Der Richter sprach Sellner auf seinen Kontakt zu rechtsradikalen Personen wie etwa Gottfried Küssel an, mit dem er auf einem Foto zu sehen ist. „Ich habe nie einen Hehl daraus gemacht, dass ich in meiner Jugend in diesen Kreisen war, aber ich habe mich davon gelöst“, beteuerte Sellner. „Aber das Foto stammt aus 2010 oder 2011. Das ist knapp vor der Gründung der IBÖ“, warf der Richter ein. Sellner blieb dabei, dass er nun nichts mehr damit zu tun habe.
Der IBÖ-Chef schilderte, dass die Bewegung derzeit rund 300 aktive Mitglieder hat, die sich auch schon an Aktionen beteiligt oder Flugzettel verteilt hätten. Hunderte Spender würden hinzukommen. Sellner sprach außerdem von geschätzt 10.000 bis 20.000 Sympathisanten.
Anschließend ging der Richter auf einzelne Aktionen ein und begann mit jener am Dach der Parteizentrale der Grünen Steiermark. Er fragte Sellner, der selbst daran beteiligt war, nach seiner Motivation: „Wir wollten die Politik der offenen Grenzen kritisieren.“ Die Grünen seien dafür eingestanden und daher habe man ihr Haus gewählt.
Dass ursprünglich die in Bau befindliche Moschee des Islamischen Kulturzentrums besetzt werden sollte, sei falsch, so der Angeklagte. Das habe zwar ein gewisser „Sandro“ - bei ihm soll es sich um einen in die IBÖ eingeschleusten Spitzel des Landesamts für Verfassungsschutz und Terrorismusbekämpfung (LVT) gehandelt haben - vorgeschlagen, doch man sei nicht auf ihn hineingefallen, schilderte Sellner.

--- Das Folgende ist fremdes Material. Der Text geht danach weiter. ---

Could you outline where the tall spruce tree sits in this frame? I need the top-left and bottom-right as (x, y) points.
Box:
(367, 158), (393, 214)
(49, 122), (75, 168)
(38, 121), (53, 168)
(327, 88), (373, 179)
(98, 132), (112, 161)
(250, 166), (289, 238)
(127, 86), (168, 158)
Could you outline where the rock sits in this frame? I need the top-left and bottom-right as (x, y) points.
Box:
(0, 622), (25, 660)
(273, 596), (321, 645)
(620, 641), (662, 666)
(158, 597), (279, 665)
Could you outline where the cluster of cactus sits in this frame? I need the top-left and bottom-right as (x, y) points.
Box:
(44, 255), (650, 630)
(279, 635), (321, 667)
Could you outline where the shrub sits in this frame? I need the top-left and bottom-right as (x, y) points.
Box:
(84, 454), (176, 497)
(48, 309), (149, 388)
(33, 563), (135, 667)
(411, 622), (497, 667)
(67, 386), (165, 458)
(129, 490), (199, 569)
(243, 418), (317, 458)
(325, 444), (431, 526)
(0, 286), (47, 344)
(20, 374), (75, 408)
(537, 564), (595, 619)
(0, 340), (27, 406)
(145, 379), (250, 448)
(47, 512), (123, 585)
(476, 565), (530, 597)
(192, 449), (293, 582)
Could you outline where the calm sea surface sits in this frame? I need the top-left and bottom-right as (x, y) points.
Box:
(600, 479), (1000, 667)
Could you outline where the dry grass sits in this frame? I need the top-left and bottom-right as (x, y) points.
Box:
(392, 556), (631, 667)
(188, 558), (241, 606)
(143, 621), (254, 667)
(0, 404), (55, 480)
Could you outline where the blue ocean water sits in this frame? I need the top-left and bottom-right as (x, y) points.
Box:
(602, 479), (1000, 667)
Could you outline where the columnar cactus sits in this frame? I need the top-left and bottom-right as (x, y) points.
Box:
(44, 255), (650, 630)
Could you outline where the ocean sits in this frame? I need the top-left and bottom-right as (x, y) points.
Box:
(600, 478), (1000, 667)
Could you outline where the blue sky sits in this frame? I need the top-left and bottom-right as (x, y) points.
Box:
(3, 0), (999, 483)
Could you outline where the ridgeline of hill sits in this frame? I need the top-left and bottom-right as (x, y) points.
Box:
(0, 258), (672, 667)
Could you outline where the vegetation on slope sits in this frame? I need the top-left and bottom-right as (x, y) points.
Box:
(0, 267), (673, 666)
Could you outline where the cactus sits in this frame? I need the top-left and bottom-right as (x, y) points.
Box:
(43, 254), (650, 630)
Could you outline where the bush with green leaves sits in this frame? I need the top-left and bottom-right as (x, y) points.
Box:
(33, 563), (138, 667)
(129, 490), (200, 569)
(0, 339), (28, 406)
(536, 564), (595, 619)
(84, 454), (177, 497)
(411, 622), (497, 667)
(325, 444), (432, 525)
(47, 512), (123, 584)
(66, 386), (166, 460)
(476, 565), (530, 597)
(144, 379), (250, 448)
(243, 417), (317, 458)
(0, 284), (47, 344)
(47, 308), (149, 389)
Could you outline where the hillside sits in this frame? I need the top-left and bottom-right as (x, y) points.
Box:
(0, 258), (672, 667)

Mit der medial bekannt gewordenen Schweinekopf-Aktion vom Mai 2012 habe die IBÖ nichts zu tun: „Das war uns zu primitiv und man kann damit Menschen in ihrer religiösen Würde herabsetzen“, sagte der Wiener Student zum Richter. Gefragt nach der Bedeutung von Islamisierung meinte Sellner, dass er darunter die „Ausbreitung eines politischen, radikalen Islam“ verstehe.